UK opticians call for mediation service

April 10, 2017

The UK Federation of (Ophthalmic and Dispensing) Opticians (FODO) is calling for a mediation service to handle disputes over refractive surgery.

 

By Laird Harrison

The UK Federation of (Ophthalmic and Dispensing) Opticians (FODO) is calling for a mediation service to handle disputes over refractive surgery.

“In the rare case where trust breaks down, patients have little recourse other than to go to the regulators or to go to court,” said FODO Chief Executive David Hewlett.

The provision is included in draft standards for refractive surgery being devised by the UK Optical Confederation, a consortium of optical industry and professional associations that includes FODO.

The existing Optical Consumer Complaints Service already provides mediation between consumers and professionals in the United Kingdom regarding contact lenses and glasses, and its purview could be extended to refractive surgery, Hewlett suggested.

“It’s very cost effective,” he said.

The Optical Consumer Complaints service is run by the law firm, Nockolds Solicitors, and is funded by the UK General Optical Council, which regulate opticians, optometrists, and dispensing opticians.

It refrains from assisting in “claims involving allegations of negligence or where there are concerns about the practitioner’s fitness to practise,” offering referrals to solicitors in these types of complaint.

The draft standards of the Optical Confederation, “Multi-Disciplinary Professional Standards for Refractive Surgery Providers and Clinical Teams,” specifies that in instances where trust has broken down during refractive surgery, “providers should support the patient in accessing an appropriate independent dispute resolution service and, if requested by such a service, be willing to fund any reasonable, agreed costs of corrective surgery.”

The Optical Confederation is reviewing public comments on the proposed standards, having closed its consultation on 7th April.
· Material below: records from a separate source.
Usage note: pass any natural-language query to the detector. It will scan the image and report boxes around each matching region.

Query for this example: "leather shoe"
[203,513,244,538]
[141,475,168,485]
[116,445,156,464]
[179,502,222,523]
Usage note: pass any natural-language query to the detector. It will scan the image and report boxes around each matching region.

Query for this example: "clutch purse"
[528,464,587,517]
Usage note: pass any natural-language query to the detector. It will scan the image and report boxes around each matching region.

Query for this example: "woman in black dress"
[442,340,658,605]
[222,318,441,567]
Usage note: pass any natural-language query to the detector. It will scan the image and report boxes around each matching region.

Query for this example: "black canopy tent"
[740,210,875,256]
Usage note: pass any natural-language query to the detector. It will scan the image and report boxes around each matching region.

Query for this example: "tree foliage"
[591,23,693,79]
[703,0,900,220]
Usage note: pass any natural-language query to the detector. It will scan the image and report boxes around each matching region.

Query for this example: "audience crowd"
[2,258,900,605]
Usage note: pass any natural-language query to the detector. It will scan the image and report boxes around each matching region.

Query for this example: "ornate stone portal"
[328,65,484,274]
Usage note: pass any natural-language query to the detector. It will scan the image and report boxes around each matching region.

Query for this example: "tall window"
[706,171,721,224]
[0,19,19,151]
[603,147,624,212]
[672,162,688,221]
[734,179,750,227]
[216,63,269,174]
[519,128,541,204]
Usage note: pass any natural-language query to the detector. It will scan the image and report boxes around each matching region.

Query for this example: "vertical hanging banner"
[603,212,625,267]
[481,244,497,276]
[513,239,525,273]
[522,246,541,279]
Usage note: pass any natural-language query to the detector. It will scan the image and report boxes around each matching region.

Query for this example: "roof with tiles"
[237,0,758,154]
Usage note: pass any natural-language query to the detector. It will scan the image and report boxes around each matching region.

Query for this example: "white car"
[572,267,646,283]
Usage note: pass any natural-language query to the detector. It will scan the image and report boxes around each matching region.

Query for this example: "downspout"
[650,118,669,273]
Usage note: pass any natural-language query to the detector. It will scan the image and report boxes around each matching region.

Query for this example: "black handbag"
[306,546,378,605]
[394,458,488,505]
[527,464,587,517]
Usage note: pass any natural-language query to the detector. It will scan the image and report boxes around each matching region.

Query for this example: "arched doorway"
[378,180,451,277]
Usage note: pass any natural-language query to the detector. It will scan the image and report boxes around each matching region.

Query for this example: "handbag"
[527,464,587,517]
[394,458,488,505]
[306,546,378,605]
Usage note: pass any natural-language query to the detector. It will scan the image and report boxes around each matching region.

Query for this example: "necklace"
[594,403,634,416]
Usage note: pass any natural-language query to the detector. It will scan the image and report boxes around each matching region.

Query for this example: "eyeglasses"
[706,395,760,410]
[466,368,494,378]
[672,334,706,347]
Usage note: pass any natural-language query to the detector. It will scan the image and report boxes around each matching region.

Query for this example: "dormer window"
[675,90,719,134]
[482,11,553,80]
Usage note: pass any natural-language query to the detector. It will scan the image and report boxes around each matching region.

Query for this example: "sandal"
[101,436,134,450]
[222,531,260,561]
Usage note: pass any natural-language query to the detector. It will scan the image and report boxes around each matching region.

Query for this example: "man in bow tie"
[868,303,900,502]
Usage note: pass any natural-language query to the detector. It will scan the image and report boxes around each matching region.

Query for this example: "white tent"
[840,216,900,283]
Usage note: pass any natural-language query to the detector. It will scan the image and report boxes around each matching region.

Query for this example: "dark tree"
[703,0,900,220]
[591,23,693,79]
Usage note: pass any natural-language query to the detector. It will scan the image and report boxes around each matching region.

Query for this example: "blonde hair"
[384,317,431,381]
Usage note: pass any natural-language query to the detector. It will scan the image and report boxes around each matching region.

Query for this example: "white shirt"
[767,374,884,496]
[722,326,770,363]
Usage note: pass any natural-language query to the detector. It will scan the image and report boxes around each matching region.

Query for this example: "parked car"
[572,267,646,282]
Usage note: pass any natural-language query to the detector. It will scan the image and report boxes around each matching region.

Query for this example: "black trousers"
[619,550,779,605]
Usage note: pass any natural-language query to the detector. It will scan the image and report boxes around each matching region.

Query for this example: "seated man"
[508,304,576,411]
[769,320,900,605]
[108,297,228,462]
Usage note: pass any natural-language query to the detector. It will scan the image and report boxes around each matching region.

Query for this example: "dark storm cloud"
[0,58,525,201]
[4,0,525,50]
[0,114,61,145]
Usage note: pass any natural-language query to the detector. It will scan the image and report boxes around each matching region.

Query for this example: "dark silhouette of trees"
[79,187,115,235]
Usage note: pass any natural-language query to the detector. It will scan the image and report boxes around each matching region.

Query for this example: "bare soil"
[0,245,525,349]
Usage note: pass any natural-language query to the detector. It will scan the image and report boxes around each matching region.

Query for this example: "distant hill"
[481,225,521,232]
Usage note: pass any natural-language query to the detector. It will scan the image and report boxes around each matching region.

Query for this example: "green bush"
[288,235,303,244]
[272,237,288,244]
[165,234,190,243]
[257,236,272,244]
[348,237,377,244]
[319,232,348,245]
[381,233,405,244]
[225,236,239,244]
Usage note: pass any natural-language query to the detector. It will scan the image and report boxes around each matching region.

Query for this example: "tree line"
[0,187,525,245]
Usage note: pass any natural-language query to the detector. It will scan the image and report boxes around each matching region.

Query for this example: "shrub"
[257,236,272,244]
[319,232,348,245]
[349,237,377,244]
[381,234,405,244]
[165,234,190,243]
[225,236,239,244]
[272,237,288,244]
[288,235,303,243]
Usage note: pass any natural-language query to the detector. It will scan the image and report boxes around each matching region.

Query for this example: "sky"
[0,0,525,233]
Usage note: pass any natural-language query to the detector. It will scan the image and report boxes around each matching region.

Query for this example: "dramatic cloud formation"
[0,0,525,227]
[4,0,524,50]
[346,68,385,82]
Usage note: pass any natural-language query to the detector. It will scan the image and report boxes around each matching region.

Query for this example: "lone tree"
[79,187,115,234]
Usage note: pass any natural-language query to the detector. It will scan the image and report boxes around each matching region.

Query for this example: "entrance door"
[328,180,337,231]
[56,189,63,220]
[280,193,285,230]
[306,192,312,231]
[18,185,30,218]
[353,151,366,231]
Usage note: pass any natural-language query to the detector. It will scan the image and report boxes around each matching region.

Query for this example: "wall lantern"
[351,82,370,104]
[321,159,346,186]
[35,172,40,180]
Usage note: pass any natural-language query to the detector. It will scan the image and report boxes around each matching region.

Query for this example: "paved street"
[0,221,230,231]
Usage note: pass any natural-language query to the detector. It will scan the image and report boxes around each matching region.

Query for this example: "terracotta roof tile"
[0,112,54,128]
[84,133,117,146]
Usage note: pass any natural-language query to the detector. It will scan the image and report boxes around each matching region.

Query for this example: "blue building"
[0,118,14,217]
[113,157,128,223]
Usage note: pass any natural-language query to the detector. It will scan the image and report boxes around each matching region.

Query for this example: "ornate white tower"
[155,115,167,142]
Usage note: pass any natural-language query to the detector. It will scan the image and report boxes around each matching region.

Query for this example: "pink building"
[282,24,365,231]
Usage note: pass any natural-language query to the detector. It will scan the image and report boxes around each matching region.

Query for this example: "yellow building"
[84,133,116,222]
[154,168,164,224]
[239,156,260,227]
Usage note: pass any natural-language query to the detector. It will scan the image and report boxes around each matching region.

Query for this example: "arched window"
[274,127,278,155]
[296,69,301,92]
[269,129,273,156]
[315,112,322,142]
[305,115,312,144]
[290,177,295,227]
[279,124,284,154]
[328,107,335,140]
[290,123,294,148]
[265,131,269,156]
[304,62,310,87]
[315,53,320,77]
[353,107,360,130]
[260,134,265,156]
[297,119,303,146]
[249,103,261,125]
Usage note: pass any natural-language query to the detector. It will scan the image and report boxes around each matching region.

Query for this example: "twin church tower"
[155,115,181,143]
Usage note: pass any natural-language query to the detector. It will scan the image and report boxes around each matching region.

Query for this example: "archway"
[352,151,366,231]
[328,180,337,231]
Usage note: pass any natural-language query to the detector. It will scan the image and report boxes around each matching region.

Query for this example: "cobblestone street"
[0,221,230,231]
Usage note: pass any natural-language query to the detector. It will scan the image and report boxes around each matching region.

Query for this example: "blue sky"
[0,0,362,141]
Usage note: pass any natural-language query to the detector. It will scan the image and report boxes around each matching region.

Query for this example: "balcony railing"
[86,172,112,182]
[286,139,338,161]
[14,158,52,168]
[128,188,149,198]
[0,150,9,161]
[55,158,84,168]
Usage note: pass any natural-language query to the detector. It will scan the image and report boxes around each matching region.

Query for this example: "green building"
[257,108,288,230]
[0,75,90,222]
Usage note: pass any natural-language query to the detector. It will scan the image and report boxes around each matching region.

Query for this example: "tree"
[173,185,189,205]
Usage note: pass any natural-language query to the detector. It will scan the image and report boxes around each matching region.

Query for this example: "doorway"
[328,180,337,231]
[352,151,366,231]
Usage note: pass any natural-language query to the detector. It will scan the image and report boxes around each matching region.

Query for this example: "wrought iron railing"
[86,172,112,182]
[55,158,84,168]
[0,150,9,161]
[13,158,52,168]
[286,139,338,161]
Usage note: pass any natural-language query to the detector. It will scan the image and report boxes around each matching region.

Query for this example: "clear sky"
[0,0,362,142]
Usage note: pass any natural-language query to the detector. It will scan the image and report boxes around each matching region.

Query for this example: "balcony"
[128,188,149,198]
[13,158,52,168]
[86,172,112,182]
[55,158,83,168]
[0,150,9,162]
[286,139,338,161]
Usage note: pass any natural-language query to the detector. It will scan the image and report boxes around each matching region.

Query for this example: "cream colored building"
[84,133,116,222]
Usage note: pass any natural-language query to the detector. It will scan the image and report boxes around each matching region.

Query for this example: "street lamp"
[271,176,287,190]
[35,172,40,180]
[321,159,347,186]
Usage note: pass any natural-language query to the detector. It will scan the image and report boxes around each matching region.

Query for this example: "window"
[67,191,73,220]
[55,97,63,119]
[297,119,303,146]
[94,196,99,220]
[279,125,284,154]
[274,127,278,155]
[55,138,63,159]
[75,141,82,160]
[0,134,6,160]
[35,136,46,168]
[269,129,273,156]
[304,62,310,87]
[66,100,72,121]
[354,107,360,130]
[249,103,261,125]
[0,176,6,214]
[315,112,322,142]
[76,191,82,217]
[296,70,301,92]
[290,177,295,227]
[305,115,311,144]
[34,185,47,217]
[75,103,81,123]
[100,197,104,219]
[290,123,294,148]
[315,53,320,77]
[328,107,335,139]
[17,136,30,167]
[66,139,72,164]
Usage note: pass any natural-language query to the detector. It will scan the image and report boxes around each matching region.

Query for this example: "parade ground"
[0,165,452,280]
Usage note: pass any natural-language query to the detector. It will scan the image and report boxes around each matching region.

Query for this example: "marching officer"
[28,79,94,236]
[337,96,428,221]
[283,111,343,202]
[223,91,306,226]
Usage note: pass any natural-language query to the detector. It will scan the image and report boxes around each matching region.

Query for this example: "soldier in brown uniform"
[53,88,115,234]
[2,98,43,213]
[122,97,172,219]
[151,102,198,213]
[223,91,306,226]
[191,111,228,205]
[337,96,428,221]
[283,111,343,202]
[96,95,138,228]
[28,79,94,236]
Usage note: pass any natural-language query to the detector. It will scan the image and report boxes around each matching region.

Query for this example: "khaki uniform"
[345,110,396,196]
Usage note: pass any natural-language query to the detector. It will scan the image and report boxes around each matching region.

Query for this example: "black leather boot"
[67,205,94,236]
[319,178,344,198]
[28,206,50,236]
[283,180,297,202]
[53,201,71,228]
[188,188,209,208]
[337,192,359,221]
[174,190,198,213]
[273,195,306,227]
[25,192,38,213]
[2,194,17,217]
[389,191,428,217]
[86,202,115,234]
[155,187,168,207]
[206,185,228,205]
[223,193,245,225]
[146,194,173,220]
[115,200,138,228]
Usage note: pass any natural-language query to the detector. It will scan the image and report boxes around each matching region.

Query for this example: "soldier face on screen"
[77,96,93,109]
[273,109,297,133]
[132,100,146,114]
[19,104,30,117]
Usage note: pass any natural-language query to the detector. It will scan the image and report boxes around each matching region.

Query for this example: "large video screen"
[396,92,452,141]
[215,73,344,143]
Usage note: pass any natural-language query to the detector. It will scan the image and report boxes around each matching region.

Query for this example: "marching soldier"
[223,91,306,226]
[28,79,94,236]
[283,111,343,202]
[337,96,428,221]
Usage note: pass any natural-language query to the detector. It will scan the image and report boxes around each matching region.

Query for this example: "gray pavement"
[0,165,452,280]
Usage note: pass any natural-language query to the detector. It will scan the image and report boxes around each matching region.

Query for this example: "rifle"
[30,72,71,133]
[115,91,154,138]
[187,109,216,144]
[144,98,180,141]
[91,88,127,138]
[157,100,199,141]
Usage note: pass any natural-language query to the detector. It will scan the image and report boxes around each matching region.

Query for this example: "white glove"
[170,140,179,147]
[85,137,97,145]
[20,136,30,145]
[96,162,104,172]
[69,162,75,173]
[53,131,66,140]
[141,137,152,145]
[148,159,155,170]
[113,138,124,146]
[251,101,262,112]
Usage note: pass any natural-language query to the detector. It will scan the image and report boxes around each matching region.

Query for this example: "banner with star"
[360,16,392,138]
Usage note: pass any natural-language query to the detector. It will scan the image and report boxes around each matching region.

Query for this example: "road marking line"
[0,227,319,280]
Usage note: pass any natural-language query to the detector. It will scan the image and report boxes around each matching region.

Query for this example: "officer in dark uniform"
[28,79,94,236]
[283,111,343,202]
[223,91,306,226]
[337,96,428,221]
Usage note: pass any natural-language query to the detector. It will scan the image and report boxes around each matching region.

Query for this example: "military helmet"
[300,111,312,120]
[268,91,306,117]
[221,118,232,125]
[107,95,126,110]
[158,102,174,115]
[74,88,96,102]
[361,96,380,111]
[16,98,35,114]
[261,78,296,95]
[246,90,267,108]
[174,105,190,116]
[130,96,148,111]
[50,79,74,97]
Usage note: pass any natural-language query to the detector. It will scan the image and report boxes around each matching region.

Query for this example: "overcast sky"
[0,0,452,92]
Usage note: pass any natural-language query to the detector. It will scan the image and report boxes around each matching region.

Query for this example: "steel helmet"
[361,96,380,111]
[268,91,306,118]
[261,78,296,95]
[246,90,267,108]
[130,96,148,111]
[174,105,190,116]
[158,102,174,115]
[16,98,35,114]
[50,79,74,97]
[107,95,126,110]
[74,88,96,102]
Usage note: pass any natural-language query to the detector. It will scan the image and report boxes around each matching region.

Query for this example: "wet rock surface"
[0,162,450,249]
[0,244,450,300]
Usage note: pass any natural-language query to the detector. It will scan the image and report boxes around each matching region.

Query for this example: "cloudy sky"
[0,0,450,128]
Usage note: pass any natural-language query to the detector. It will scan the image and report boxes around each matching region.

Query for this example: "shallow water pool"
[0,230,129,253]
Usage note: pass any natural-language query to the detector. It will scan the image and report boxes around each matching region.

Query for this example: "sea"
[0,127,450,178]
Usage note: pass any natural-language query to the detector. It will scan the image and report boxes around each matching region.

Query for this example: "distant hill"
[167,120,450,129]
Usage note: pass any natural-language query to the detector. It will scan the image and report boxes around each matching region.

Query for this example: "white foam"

“Depending on the outcome of our consultation, what we hope is to lobby the regulators in the UK to ask them to make complying with a mediation service a condition of the license of providing services,” Hewlett remarked.

 

Registry to track outcomes

Another key provision outlined in the Optical Confederation draft standards is the creation of a registry to track outcomes of refractive surgery. Over time such a database could be used to improve refractive surgery techniques, Hewlett said.

“That will be great if we can get everyone signed up for that,” he said.

The Royal College of Ophthalmologists (RCO) is also promulgating new standards, “Professional Standards for Refractive Surgery, which it plans to implement on 1st June.

The two sets of standards “should dovetail,” Hewlett suggested.

However, the Optical Confederation felt compelled to create its own set of standards because the RCO standards were designed with only ophthalmologists in mind, he said.

“The Royal College guidance is uni-professional for ophthalmologists and people working directly under their supervision, whereas ours are for optometrists and others who employ them,” he pointed out. “Optometrists have roles in follow-up and pre-surgical care. There are nurse practitioners, physician assistants, opticians-a whole range of professionals coming together to meet eye health demands.”

Professional standards are particularly important in refractive surgery because most of it is performed in the private sector, outside the aegis of the UK National Health Service, said Hewlett.

“The bulk of the refractive surgery in the UK is delivered in community settings,” he said. “What there hasn’t been in the past is any clear guidance for community providers and the whole multidisciplinary team.”

In addition to FODO, the Optical Confederation is made up the Association of British Dispensing Opticians (ABDO), the Association of Contact Lens Manufacturers (ACLM), the Association of Optometrists (AOP), and the Federation of Manufacturing Opticians (FMO).

As currently drafted, the RCO standards do not mention dispute resolution.

 

How they differ

The two sets of standards differ in their requirements for informed consent. Both call for patients and surgeons to discuss the procedure in advance of the surgery, but the Optical Confederation specifies that “in some instances this may be conducted by videoconference or telephone.”

By contrast, the RCO standards specify that the consultation “should be a face-to-face consultation (not conducted by telephone).”

“We think the interview prior to the surgery should be face to face,” Hewlett said. “We also recognise that there are other circumstances where a teleconference would be acceptable.”

Many patients today are quite comfortable discussing surgery through video conferencing technology, he said.

In many other respects, the two sets of guidelines are similar. Regarding the reporting of data, the RCO standards calls for refractive surgeons to report safety concerns and annual data about outcomes of their own practices and to “contribute to national programmes to monitor quality and outcomes, including those of any relevant device registries.”

Both the professional organisations’ proposed standards reference the General Medical Council (GMC), which has stated that standards for refractive surgery should be similar to those for cosmetic procedures laid out in its June 2016 document, “Guidance for doctors who offer cosmetic interventions.”

The draft standards both extrapolate from the principles in the GMC guidance to provide more detailed rules specific to refractive surgery.